Kein neutraler Diensteanbieter nach § 8 TMG
Der Unterlassungsanspruch gegen die Beklagte sei auch nicht bereits gemäß § 8 Abs. TMG ausgeschlossen, so das Gericht. Danach könne ein Anbieter für fremde Informationen unter bestimmten Voraussetzungen nicht verantwortlich gemacht werden. Allerdings lägen die dafür erforderlichen Kriterien nicht vor.

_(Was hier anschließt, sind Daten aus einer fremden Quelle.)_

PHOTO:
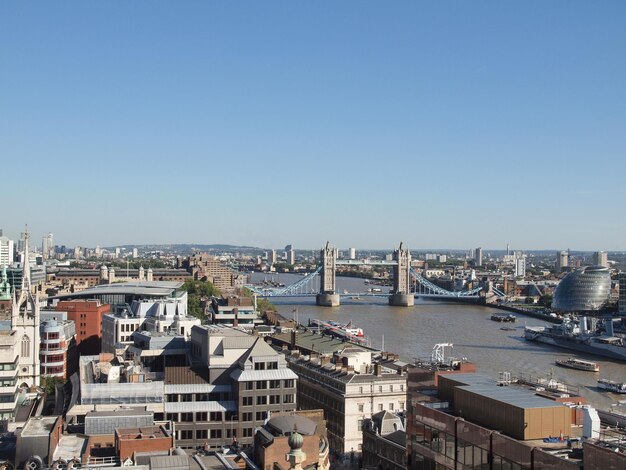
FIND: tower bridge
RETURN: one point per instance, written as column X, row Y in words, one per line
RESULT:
column 407, row 283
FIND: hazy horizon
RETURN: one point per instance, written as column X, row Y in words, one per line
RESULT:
column 363, row 123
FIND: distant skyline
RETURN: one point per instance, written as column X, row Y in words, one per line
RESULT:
column 458, row 124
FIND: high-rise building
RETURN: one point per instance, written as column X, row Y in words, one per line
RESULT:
column 7, row 251
column 19, row 354
column 478, row 256
column 601, row 258
column 622, row 294
column 562, row 261
column 520, row 266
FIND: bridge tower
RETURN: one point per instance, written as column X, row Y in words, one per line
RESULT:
column 401, row 295
column 328, row 296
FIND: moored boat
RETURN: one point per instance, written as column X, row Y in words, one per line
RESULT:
column 612, row 386
column 579, row 364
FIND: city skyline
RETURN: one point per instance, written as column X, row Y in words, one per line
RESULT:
column 458, row 125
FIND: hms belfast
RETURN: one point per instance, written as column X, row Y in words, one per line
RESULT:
column 578, row 337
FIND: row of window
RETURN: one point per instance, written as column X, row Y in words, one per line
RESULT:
column 273, row 365
column 381, row 407
column 265, row 384
column 267, row 399
column 382, row 389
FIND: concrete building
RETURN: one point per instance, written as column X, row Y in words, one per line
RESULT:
column 167, row 315
column 271, row 440
column 350, row 387
column 478, row 256
column 562, row 261
column 205, row 267
column 622, row 294
column 7, row 251
column 601, row 258
column 461, row 420
column 384, row 442
column 234, row 311
column 520, row 266
column 57, row 351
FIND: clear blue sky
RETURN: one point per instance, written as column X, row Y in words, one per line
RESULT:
column 449, row 124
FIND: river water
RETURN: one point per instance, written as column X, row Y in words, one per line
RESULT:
column 412, row 332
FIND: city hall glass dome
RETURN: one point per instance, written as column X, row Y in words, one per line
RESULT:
column 586, row 288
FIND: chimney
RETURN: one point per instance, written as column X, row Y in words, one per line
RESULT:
column 292, row 344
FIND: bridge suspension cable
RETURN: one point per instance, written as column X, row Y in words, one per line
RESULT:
column 428, row 288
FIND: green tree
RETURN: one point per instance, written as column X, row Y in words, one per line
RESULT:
column 196, row 291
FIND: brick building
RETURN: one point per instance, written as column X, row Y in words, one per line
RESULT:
column 87, row 316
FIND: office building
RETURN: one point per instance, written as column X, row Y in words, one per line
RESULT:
column 520, row 266
column 350, row 386
column 562, row 261
column 622, row 294
column 586, row 289
column 167, row 315
column 87, row 317
column 601, row 258
column 19, row 342
column 7, row 251
column 478, row 256
column 57, row 350
column 384, row 442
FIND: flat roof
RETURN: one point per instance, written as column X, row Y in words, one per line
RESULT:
column 513, row 395
column 153, row 288
column 39, row 426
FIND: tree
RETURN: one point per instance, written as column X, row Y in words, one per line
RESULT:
column 196, row 291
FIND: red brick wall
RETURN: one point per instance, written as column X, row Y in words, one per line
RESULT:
column 87, row 316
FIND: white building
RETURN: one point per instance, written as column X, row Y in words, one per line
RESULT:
column 19, row 344
column 154, row 315
column 601, row 258
column 520, row 266
column 7, row 251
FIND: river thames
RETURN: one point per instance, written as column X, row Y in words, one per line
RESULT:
column 412, row 332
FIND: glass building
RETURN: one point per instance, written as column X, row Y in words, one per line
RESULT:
column 585, row 289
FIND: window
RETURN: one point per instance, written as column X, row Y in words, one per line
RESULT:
column 26, row 346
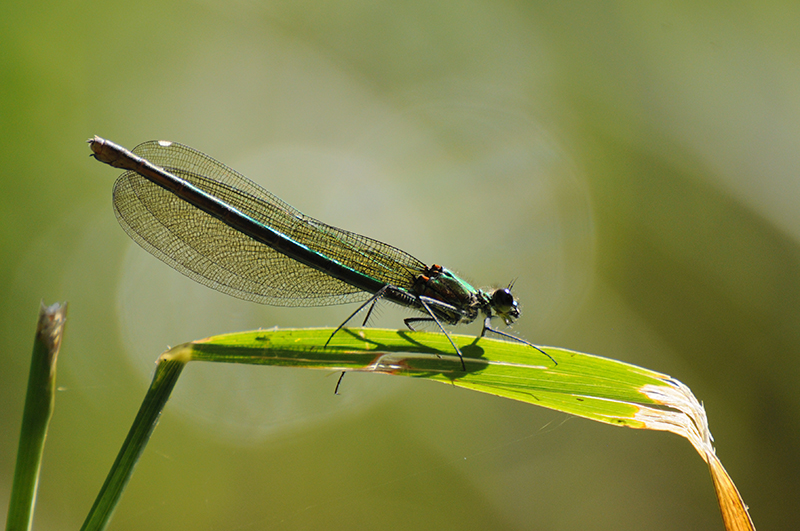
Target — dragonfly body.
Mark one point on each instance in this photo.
(217, 227)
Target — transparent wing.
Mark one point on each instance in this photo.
(212, 253)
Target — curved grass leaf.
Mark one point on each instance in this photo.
(584, 385)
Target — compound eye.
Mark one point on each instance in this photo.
(502, 299)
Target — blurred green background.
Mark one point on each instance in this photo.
(632, 165)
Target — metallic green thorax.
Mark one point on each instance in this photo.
(458, 301)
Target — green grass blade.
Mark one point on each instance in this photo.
(164, 380)
(588, 386)
(39, 403)
(581, 384)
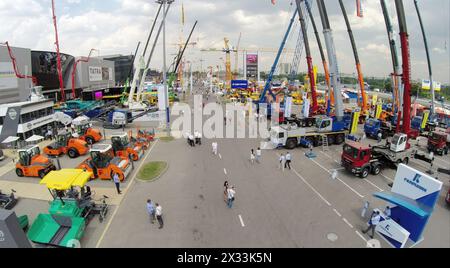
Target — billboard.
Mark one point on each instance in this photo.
(8, 78)
(252, 66)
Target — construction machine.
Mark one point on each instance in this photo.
(104, 164)
(123, 148)
(70, 212)
(32, 164)
(84, 130)
(66, 144)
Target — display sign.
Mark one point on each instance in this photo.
(426, 85)
(8, 79)
(239, 84)
(252, 66)
(95, 74)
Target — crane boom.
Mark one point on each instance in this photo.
(322, 54)
(334, 68)
(275, 64)
(358, 63)
(404, 37)
(430, 70)
(394, 55)
(308, 57)
(58, 55)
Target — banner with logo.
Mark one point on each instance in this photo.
(8, 79)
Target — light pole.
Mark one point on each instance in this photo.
(166, 93)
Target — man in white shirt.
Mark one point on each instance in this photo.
(231, 192)
(158, 213)
(214, 146)
(258, 155)
(374, 221)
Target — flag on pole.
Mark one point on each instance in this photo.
(359, 10)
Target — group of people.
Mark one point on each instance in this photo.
(229, 194)
(155, 213)
(285, 161)
(194, 139)
(256, 157)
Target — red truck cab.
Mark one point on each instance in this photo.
(356, 158)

Denn die Vertragsleistungen, welche die Beklagte als Nameserver erbringt, seien aufgrund der Optimierung und Beschleunigung des Internetauftritts mit Eingriffen in die Datenübertragung von und zu den Webseiten ihrer Kunden verbunden. Somit könne die Beklagte auch nicht als neutraler Diensteanbieter im Sinne von § 8 TMG angesehen werden.

Störer-Haftung
Das Gericht erachtete die Beklagte auch als Störerin. Denn sie leiste einen adäquat kausalen Beitrag zu den Urheberrechtsverletzungen. Die Funktion der Beklagten sei in einigen Punkten mit denen eines Access-Providers vergleichbar. Auch sie verfolge ein anerkanntes, nicht von vornherein auf Urheberrechtsverletzungen ausgerichtetes Geschäftsmodell, das für das Funktionieren des Internets wesentlich sei. Der Internetnutzer könne sich (Domain)Namen grundsätzlich besser merken als  Zahlenkombinationen von IP-Adressen.

Prüfpflicht
Das Landgericht befand, die Beklagte habe gegen ihre Prüfpflichten verstoßen. Solche seien ihr grundsätzlich zuzumuten, denn sie sei geschäftlich tätig geworden. Zudem habe sie in einer vertraglichen Beziehung zu dem Betreiber der Webseite gestanden. Sie habe ihren Dienst im Falle eines Verstoßes gegen die Vertragsbedingungen auch kündigen können. Ein solcher Verstoß habe aufgrund der Verletzung insbesondere des Urheberrechts vorgelegen. Trotzdem sei nach Hinweis auf die Rechtsverletzungen durch die Klägerin das Musikalbum weiter über die Webseite E.to und den dort angegebenen Links abrufbar gewesen. Dadurch habe die Beklagte zur Rechtsverletzung über die streitgegenständliche Domain beigetragen.

Zumutbarkeit
Auch sei die Prüfpflicht zumutbar gewesen, urteilte das Gericht. Als mildestes Mittel sei die Kontaktaufnahme zum Betreiber der Webseite E.to einschließlich der Bitte um Entfernung der beanstandeten Links möglich gewesen. Darüber hinaus sei auch eine Sperrung der Domain möglich und wirtschaftlich zumutbar gewesen. Denn eine solche Sperrung erfordere nur einen geringen technischen und wirtschaftlichen Aufwand. Es sei auch nicht ersichtlich, dass diese spezielle Maßnahme wirtschaftlich ins Gewicht falle. Denn die Beklagte betreue eine achtstellige Zahl von Domains. Es sei zwar grundsätzlich zu berücksichtigen, inwieweit durch eine Sperrung auch rechtmäßige Inhalte auf der Domain blockiert werden. Denn dadurch werde auch in das Grundrecht der Internetnutzer auf Informationsfreiheit eingegriffen. Die Urheberrechtsverletzungen seien also zu beenden, ohne den Internetnutzern die Möglichkeit auf rechtmäßigen Informationszugang zu nehmen. Vorliegend sei aber unstreitig, dass es sich bei dem Dienst E.to um eine strukturell urheberrechtsverletzende Seite handele. Die Beeinträchtigung der Rechte von Nutzern, die auf legalem Wege den Dienst E.to nutzen, sei damit de facto ausgeschlossen.